By about 6:40 or so signs of life begin to show. Lights in the apartments start to come on, cars begin to travel on the road, kids walk to the bus stop, even the sun begins to make an appearance. Magically, I begin to run faster. Not because I got my second wind, not because I found my stride, but simply because I am now visible as I am when training with my team.
Do I lack character for slacking off in the dark? Do I have what it takes to train for the IronMan if I can’t keep my pacing when training for the Half IronMan? I tell myself that I will be racing alone, so I might as well get used to pushing myself alone and I think I found a shifting balance. One that allows me to take it easier than what shows up on my training schedule, but one that shakes me every once in a while and pushes me to do more.

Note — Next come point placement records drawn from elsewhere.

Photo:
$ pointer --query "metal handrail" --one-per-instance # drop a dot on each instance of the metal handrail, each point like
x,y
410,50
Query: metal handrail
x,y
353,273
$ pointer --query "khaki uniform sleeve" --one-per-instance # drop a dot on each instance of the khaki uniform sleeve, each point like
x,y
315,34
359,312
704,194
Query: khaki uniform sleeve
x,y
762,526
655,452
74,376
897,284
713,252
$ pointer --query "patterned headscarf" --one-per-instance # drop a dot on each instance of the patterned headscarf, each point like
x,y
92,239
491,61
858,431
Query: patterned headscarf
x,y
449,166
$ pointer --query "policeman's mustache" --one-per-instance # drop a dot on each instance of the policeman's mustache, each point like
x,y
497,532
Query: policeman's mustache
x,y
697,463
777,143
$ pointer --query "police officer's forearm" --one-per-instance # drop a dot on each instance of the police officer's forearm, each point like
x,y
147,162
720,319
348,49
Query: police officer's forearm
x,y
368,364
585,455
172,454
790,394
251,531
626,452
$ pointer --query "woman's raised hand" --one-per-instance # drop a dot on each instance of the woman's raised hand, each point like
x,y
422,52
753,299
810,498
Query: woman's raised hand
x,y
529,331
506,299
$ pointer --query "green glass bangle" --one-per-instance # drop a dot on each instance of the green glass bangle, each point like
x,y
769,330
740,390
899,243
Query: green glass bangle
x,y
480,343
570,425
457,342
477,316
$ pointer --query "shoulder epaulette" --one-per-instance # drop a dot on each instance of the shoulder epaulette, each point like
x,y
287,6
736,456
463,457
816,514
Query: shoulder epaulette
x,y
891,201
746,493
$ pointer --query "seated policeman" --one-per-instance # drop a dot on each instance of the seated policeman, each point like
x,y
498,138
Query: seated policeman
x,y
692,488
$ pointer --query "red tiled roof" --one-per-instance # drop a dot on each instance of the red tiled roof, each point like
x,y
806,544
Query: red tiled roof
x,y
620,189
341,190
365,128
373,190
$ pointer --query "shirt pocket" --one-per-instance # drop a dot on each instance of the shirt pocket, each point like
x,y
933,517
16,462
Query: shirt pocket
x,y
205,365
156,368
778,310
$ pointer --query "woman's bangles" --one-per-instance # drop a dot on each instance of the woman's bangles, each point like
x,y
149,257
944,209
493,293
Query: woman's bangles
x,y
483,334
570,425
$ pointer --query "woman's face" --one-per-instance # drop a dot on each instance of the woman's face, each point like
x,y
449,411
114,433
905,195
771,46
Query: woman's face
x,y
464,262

When I show up to my makeshift track I know I am in for a fight. It will either be a physical battle where I push my limits and meet my pacing, or a battle of the mind where I fight the urge to say “forget it” using expletives and R-rated words.
Yes, character is what you do when no one is watching, and guess what, no one sees me running in the dark. I might be slow but I am running, and I am running with character.